The International Human Rights System: UDHR, Universalism, and Cultural Relativism
The **UDHR** was adopted December 10, 1948 (48 in favor, 0 against, 8 abstentions including Soviet bloc and South Africa). Its drafting incorporated diverse cultural perspectives (including Chinese Confucian scholar P.C. Chang’s participation), but its core rights framework clearly reflects the Western natural rights tradition (Locke, French Revolution).
## UDHR’s Legal Nature and Subsequent Treaty System
The UDHR itself is not a treaty (it’s “soft law”), but laid the groundwork for subsequent binding human rights treaties: **ICCPR (1966)** protecting speech, religion, assembly freedoms and due process rights; **ICESCR (1966)** protecting rights to work, education, health, and adequate living standards. The two covenants and UDHR collectively form the “International Bill of Human Rights.” The [OHCHR](https://www.ohchr.org/) is the most authoritative international human rights institution.
## Universalism vs.

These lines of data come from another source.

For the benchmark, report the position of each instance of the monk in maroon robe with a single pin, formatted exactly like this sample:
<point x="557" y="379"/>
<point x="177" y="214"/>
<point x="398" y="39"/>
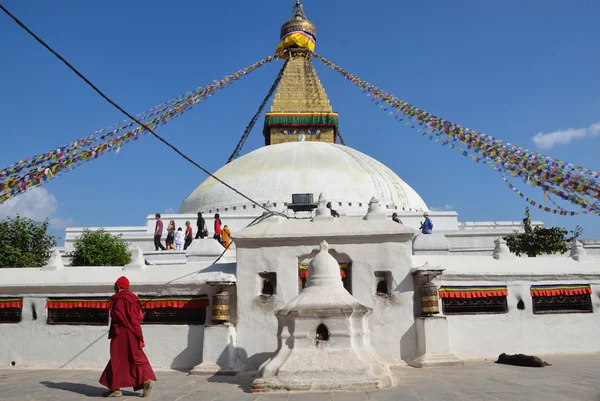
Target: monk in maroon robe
<point x="128" y="365"/>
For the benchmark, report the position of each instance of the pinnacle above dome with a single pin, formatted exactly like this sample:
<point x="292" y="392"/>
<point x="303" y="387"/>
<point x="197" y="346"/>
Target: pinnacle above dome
<point x="298" y="22"/>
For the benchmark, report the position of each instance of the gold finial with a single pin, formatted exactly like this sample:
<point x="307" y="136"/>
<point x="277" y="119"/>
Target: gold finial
<point x="298" y="22"/>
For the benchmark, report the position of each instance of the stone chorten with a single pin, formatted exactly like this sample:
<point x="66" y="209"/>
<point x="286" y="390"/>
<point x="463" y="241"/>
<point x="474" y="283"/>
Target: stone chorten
<point x="324" y="341"/>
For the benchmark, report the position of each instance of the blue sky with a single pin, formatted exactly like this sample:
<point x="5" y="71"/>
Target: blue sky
<point x="510" y="69"/>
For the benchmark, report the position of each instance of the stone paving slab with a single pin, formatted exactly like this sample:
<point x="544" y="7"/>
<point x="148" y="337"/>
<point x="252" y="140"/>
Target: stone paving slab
<point x="571" y="377"/>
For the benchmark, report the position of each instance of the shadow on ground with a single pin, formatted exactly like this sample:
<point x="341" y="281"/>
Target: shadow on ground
<point x="83" y="389"/>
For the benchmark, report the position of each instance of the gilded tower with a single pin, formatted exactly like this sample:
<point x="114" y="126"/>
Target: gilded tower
<point x="300" y="109"/>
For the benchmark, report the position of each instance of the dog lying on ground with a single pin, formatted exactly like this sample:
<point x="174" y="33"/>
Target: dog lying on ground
<point x="522" y="360"/>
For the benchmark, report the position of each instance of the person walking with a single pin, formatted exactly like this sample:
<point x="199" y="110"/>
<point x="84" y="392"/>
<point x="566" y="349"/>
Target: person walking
<point x="188" y="235"/>
<point x="170" y="241"/>
<point x="218" y="230"/>
<point x="158" y="233"/>
<point x="128" y="365"/>
<point x="427" y="225"/>
<point x="179" y="239"/>
<point x="333" y="212"/>
<point x="201" y="224"/>
<point x="226" y="235"/>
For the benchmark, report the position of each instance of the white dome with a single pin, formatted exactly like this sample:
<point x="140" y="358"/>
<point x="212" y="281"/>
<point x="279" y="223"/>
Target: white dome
<point x="271" y="174"/>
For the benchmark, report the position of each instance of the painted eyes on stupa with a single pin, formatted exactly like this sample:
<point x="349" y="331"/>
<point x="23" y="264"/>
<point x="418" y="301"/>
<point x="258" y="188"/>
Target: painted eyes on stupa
<point x="295" y="131"/>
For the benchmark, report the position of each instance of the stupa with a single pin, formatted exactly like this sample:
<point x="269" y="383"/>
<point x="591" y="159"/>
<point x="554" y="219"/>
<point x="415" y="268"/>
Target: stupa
<point x="324" y="341"/>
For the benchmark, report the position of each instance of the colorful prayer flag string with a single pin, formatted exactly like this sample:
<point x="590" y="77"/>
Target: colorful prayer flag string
<point x="21" y="176"/>
<point x="575" y="182"/>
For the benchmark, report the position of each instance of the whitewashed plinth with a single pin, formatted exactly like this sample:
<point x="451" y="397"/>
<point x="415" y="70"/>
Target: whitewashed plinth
<point x="218" y="352"/>
<point x="432" y="343"/>
<point x="346" y="361"/>
<point x="431" y="244"/>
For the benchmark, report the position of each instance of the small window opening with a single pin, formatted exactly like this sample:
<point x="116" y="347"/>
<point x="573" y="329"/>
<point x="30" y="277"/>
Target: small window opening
<point x="384" y="282"/>
<point x="322" y="333"/>
<point x="382" y="288"/>
<point x="269" y="283"/>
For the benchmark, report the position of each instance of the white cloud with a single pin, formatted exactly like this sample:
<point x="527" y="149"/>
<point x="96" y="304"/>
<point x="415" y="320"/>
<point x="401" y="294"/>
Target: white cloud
<point x="563" y="137"/>
<point x="37" y="204"/>
<point x="443" y="208"/>
<point x="59" y="222"/>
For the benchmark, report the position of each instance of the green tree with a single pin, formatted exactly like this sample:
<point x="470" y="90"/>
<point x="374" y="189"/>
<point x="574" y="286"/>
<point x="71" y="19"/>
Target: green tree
<point x="24" y="242"/>
<point x="99" y="248"/>
<point x="540" y="240"/>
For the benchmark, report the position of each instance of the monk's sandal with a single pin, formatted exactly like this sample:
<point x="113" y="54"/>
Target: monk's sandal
<point x="147" y="388"/>
<point x="113" y="393"/>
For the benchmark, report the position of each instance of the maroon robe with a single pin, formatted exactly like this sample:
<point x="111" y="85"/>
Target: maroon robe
<point x="128" y="365"/>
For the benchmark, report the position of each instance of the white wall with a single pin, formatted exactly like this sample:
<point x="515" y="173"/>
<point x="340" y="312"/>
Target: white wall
<point x="34" y="343"/>
<point x="519" y="331"/>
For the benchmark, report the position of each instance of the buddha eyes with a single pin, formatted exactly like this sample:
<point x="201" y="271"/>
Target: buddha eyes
<point x="295" y="131"/>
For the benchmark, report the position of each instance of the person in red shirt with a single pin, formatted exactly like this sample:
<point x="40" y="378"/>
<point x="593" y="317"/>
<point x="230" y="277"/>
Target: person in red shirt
<point x="188" y="235"/>
<point x="218" y="230"/>
<point x="128" y="365"/>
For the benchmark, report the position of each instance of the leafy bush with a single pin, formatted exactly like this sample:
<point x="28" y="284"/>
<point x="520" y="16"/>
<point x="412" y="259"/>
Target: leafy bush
<point x="99" y="248"/>
<point x="24" y="242"/>
<point x="540" y="240"/>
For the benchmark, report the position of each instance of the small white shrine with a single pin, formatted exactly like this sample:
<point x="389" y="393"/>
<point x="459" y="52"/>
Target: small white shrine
<point x="324" y="341"/>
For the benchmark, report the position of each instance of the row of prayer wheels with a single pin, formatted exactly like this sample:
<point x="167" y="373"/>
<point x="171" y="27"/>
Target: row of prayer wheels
<point x="429" y="299"/>
<point x="220" y="309"/>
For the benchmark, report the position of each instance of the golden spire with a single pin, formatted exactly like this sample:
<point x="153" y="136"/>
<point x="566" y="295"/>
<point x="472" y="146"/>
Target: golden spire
<point x="300" y="109"/>
<point x="298" y="32"/>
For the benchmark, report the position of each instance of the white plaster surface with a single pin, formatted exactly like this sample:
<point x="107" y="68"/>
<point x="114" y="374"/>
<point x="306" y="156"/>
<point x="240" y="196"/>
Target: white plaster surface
<point x="219" y="354"/>
<point x="519" y="331"/>
<point x="346" y="359"/>
<point x="34" y="343"/>
<point x="272" y="173"/>
<point x="278" y="245"/>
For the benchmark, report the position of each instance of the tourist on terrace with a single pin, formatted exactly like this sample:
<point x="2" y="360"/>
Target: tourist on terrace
<point x="427" y="225"/>
<point x="334" y="212"/>
<point x="218" y="230"/>
<point x="128" y="365"/>
<point x="201" y="224"/>
<point x="170" y="241"/>
<point x="188" y="235"/>
<point x="179" y="239"/>
<point x="226" y="236"/>
<point x="158" y="233"/>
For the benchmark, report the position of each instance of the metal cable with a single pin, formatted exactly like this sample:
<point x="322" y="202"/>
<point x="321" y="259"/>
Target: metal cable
<point x="238" y="148"/>
<point x="22" y="25"/>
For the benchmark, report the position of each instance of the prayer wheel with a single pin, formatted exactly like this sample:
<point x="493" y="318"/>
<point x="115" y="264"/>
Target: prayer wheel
<point x="220" y="308"/>
<point x="429" y="299"/>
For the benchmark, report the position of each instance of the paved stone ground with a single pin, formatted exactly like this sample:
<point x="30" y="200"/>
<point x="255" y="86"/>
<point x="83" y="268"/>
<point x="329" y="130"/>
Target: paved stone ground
<point x="573" y="377"/>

Cultural Relativism
**Cultural Relativism** arguments: human rights (especially individual rights) reflect Western individualist traditions; many non-Western cultures emphasize collective rights and community obligations (Confucian duty ethics vs. rights ethics); imposing Western human rights standards is a form of cultural imperialism. **Universalist counterarguments**: cultural relativism arguments are often deployed by authoritarian governments to justify internal repression (“Asian Values” discourse used by Singapore and Malaysian leaders in the 1990s against Western human rights criticism); affected groups (especially women and minorities) typically don’t accept “cultural tradition” as justification for rights deprivation; scholars like Jack Donnelly argue basic human rights (e.g., freedom from torture and arbitrary detention) have corresponding moral foundations in all major cultural and religious traditions.